Do Larger Models Really Win in Drug Discovery? A Benchmark Assessment of Model Scaling in AI-Driven Molecular Property and Activity Prediction

arXiv cs.LG / 4/30/2026

📰 NewsSignals & Early TrendsIdeas & Deep AnalysisModels & Research

Key Points

  • A new arXiv benchmark study tests the “bigger models always win” idea in drug discovery across 22 molecular property/activity endpoints using held-out evaluations and structure-similarity-separated five-fold cross-validation.
  • Classical ML methods (e.g., RF on ECFP4 and ExtraTrees on RDKit descriptors) lead in 10 primary-metric tasks, while GNN approaches (e.g., GIN, Ligandformer) lead in 9 and pretrained molecular sequence models (e.g., MoLFormer, ChemBERTa2) lead in 3.
  • Rule-based SAR reasoning baselines (GPT5.5-SAR, Opus4.7-SAR) do not outperform on the study’s prespecified primary metrics, though using train-fold SAR knowledge can still yield measurable—yet uneven—improvements for SAR reasoning and interpretation.
  • The paper concludes that compact, specialized models can remain highly effective, and that model size/generalization does not guarantee universal gains; performance is endpoint- and protocol-dependent.
  • Larger/general models may still be useful for zero-shot reasoning, SAR interpretation, and hypothesis generation, but best results depend on matching molecular representation, inductive bias, data regime, biology of the endpoint, and validation setup.

Abstract

The rapid growth of molecular foundation models and general-purpose large language models has encouraged a scale-centric view of artificial intelligence in drug discovery, in which larger pretrained models are expected to supersede compact cheminformatics models and task-specific graph neural networks (GNNs).
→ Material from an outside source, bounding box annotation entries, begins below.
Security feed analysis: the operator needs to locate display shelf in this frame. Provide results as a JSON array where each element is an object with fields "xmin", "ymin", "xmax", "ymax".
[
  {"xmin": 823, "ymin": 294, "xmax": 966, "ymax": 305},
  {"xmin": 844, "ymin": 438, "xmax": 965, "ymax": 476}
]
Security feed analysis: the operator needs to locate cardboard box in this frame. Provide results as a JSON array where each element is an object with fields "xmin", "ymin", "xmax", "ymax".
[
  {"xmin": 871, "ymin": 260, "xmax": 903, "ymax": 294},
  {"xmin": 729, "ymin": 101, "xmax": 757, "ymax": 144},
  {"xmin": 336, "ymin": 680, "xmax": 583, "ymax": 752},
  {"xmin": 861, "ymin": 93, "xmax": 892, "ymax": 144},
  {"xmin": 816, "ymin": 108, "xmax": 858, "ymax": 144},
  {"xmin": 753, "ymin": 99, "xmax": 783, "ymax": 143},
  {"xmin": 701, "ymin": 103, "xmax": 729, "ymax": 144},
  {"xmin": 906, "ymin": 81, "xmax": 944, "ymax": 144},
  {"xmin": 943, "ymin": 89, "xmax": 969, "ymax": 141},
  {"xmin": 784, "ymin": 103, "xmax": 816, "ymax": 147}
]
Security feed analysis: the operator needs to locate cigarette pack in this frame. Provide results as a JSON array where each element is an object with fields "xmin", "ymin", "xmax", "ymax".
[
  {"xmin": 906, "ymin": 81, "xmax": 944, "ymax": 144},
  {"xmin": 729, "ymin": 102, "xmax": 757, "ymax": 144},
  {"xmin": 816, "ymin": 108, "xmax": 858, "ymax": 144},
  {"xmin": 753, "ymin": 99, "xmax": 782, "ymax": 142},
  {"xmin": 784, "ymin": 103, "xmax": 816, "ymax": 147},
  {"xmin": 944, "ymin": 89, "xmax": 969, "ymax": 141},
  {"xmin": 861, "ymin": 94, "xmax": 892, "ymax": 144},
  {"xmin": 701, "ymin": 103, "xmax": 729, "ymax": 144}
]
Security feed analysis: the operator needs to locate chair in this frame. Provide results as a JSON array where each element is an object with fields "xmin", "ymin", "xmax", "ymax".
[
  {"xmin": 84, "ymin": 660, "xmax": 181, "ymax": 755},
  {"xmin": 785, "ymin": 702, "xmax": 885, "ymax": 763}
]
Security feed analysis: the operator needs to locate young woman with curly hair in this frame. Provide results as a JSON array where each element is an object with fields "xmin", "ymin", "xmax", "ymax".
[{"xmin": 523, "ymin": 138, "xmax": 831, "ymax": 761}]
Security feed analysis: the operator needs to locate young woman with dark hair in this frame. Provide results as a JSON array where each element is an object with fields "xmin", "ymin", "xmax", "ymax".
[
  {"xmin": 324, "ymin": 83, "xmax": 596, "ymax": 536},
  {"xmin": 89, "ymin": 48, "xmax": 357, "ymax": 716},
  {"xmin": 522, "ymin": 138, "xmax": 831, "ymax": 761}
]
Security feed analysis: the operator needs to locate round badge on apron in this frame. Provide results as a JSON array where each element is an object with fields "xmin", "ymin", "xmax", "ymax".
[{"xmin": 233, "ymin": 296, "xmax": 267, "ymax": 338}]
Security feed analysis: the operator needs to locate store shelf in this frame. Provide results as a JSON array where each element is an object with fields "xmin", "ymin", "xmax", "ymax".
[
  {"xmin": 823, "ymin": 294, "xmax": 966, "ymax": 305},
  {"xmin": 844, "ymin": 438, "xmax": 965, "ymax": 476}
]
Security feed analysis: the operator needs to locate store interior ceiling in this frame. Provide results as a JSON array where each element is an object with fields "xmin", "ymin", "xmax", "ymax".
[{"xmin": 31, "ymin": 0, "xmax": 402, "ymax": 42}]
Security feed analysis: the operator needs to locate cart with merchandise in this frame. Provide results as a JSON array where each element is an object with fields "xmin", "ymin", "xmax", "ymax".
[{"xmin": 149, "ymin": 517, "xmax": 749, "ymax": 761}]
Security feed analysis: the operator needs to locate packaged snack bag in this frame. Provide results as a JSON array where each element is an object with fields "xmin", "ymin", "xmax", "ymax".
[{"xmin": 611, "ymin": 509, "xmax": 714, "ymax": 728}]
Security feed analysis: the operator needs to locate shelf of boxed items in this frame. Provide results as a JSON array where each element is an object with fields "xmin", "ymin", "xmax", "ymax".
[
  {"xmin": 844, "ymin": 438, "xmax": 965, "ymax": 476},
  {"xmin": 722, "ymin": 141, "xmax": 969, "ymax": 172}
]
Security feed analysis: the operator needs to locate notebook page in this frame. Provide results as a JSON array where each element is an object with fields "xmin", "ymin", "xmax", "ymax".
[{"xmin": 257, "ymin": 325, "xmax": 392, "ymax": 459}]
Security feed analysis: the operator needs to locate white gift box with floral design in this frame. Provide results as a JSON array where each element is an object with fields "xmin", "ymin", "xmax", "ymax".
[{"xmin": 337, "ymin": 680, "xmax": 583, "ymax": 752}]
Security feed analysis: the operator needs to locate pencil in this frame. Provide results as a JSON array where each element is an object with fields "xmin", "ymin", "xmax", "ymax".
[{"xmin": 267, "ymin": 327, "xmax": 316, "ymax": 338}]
We test this assumption on 22 molecular property and activity endpoints, including public ADMET and Tox21 benchmarks and two internal anti-infective activity datasets. Across 167,056 held-out task--molecule evaluations under structure-similarity-separated five-fold cross-validation (37,756 ADMET, 77,946 Tox21, 49,266 anti-TB and 2,088 antimalaria), classical machine-learning (ML) models such as RF(ECFP4) and ExtraTrees(RDKit descriptors) win ten primary-metric tasks, GNNs such as GIN and Ligandformer win nine, and pretrained molecular sequence models such as MoLFormer and ChemBERTa2 win three. Rule-based SAR reasoning baselines, represented by GPT5.5-SAR and Opus4.7-SAR, do not win under the prespecified primary metrics, although train-fold-derived SAR knowledge provides measurable but uneven gains for SAR reasoning and interpretation. These results indicate that compact, specialized models remain highly effective for molecular property and activity prediction. The performance differences among classical ML, GNN and pretrained sequence models are often modest and endpoint-dependent, whereas larger or more general models do not provide a universal predictive advantage. Large models may still add value for zero-shot reasoning, SAR interpretation and hypothesis generation, but the results suggest that predictive performance depends on the alignment among molecular representation, inductive bias, data regime, endpoint biology and validation protocol.